Outfit of the day - what are you wearing today? 







Very basic, but I was just running errands/walking the dog today.


----------



## Simply Elegant (Aug 1, 2010)

White scoop tshirt, black pencil skirt, black silk sash.


----------



## in wonderland (Aug 1, 2010)

That sounds cute! 
	

	
	
		
		

		
		
	


	








Just running errands again today.


----------



## Simply Elegant (Aug 1, 2010)

Except the shoes, I own all of that^ Very cute.


----------



## in wonderland (Aug 2, 2010)

Thanks! I saw a pair of black rhinestone Sperrys today at the mall. 
	

	
	
		
		

		
		
	


	




 That's just wrong, haha. 






Today - went to the mall to have my charm bracelet fixed. The guy did it for free!


----------



## Simply Elegant (Aug 2, 2010)

That's cool, at one place here they do it free if it's from the same store.

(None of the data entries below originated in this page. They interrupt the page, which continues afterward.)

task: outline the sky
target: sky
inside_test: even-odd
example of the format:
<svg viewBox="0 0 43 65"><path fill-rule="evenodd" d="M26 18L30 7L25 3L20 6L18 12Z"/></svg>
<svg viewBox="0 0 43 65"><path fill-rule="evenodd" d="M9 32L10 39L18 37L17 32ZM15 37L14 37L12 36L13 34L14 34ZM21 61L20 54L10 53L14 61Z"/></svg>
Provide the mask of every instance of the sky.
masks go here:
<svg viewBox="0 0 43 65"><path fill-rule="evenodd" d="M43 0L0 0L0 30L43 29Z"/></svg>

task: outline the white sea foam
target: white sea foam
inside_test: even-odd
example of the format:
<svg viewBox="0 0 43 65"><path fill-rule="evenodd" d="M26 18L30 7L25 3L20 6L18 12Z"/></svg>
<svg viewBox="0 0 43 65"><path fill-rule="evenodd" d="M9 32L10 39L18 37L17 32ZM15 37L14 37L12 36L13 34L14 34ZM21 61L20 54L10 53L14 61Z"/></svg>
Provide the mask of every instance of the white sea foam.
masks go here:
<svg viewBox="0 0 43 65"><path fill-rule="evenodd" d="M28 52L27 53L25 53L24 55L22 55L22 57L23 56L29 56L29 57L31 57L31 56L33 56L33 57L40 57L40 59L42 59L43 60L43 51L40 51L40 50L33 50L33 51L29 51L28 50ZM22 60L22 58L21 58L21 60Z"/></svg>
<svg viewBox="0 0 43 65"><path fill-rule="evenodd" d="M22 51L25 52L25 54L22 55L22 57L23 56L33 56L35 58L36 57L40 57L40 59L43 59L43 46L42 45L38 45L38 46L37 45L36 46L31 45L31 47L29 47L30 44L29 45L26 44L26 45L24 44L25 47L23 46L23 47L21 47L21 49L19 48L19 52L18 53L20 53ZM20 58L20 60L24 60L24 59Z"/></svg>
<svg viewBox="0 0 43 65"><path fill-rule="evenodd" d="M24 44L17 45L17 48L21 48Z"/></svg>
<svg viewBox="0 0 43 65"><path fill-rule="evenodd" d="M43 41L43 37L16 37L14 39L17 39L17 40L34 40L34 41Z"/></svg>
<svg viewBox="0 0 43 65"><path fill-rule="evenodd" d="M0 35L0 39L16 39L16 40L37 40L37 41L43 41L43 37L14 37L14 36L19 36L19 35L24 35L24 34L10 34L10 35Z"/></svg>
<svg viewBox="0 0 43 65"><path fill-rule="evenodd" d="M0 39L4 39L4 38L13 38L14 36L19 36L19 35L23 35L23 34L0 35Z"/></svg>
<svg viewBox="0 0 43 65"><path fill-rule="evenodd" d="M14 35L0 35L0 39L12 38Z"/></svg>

Coral tunic, black leggings.


----------



## in wonderland (Aug 3, 2010)

Ohh, I have so many leggings but I never know what to wear them with! I'm just waiting for colder weather so I can wear them like thick tights w/ my tall boots!


----------



## Simply Elegant (Aug 3, 2010)

I love mine with lightweight sweater dresses and cardigans. 

Little black dress today


----------



## in wonderland (Aug 5, 2010)

That idea sounds so cute and cozy - I should get some for fall!






Today - cooking, cleaning, gardening.


----------



## Simply Elegant (Aug 7, 2010)

Blue tunic, silk sash around my waist, black textured leggings.


----------



## in wonderland (Aug 10, 2010)

I've been having lazy, stay-in-pajamas days. 

Everything you  post sounds cute - you should make a Polyvore account to post pictures!


----------



## Simply Elegant (Aug 11, 2010)

Thanks. Last time I tried using it it was being difficult.

Blue silk and lace tunic, grey sailor shorts.


----------